3日前の土曜日、文芸の会で桜木紫乃著『ホテルローヤル』の読書会をした。
今、とっても人気の直木賞受賞作である。
西宮市の図書館では、今、700人ぐらい予約待ちの人がいる。
さすがに、うまい書き手で、短編が7つ集まった形になり、現代から数年ずつ過去にさかのぼっていきながら書かれている。
1つ1つの作品はつながっていないようでいて、実は最後の作品に導かれてゆくように巧みに書きつながれてゆく。
ホテルローヤルはラブホテルだし、1つ1つの短編に登場する人物は、たいていが貧しくて忙しかったり、少々生臭かったり、親から見捨てたられた高校生や妻と上司から裏切られ続けている教師や、あまり、幸せそうな人物は見当たらない。

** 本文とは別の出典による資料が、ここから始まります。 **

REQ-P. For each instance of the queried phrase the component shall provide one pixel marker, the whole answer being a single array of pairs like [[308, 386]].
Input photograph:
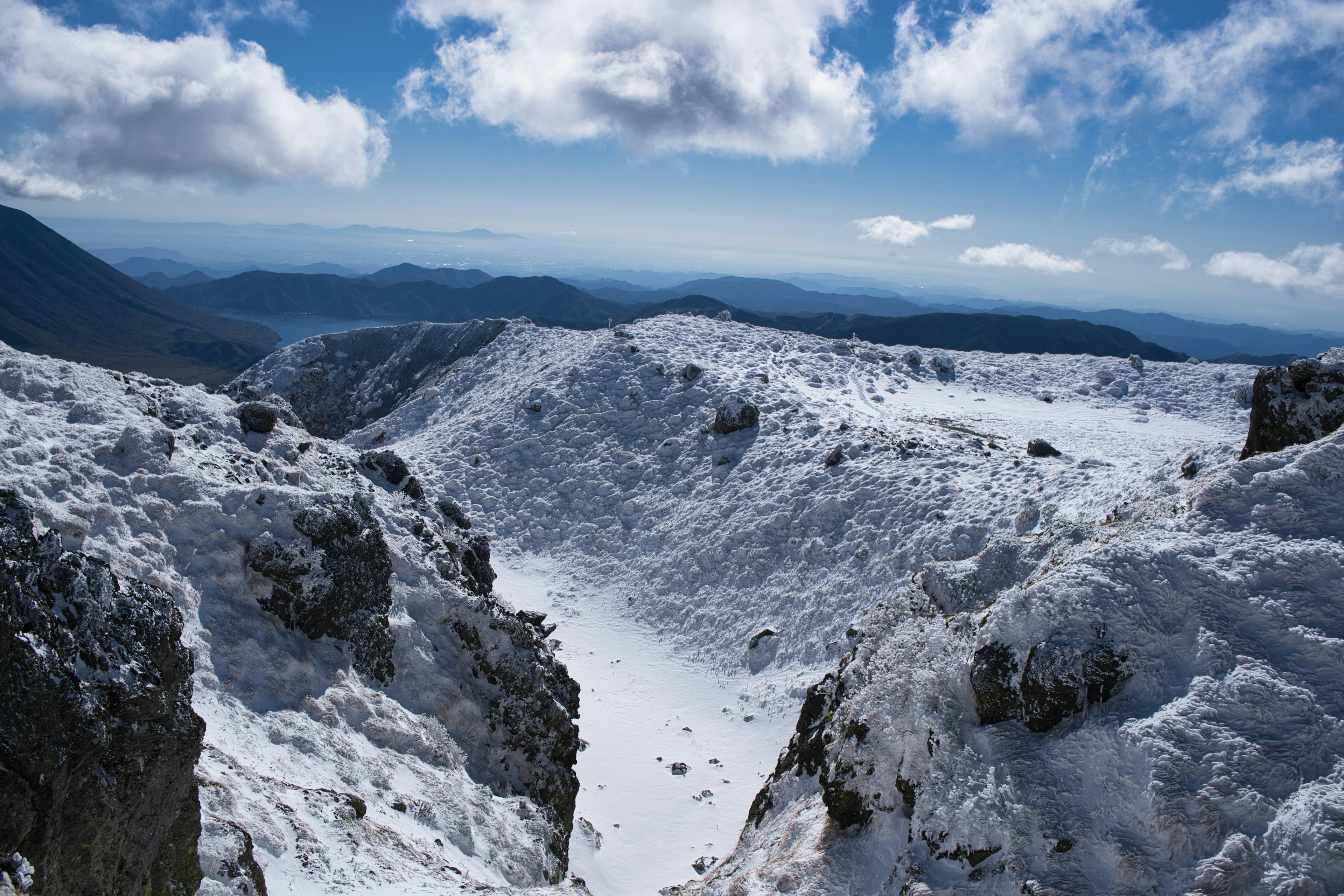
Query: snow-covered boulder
[[1296, 404], [736, 414]]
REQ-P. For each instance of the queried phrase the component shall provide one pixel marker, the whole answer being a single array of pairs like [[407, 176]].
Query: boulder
[[257, 417], [454, 511], [386, 464], [1297, 404], [736, 414], [1057, 681], [1041, 448]]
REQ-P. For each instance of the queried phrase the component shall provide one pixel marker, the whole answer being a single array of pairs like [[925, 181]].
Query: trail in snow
[[643, 827]]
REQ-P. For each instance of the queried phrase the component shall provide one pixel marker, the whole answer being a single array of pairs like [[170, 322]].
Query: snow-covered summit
[[370, 721]]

私の感覚としてはこんな世界の話は好まないし、感情移入できそうな女性たちも登場してこなかったのだが…
読み終えた後で、ため息とともに何だか心の中に後を引くものが残った。
自分や自分の周りには、あまり見当たらない主人公たちのことが、やはり何だか気にかかってくる。
ホテルは釧路湿原を見はるかす場所に建てられていて、私は釧路に行ったことがないのだが、その湿原の様子も気になる。
私は全部読み終えたので、この本を西宮の図書館に寄贈しようと思っている。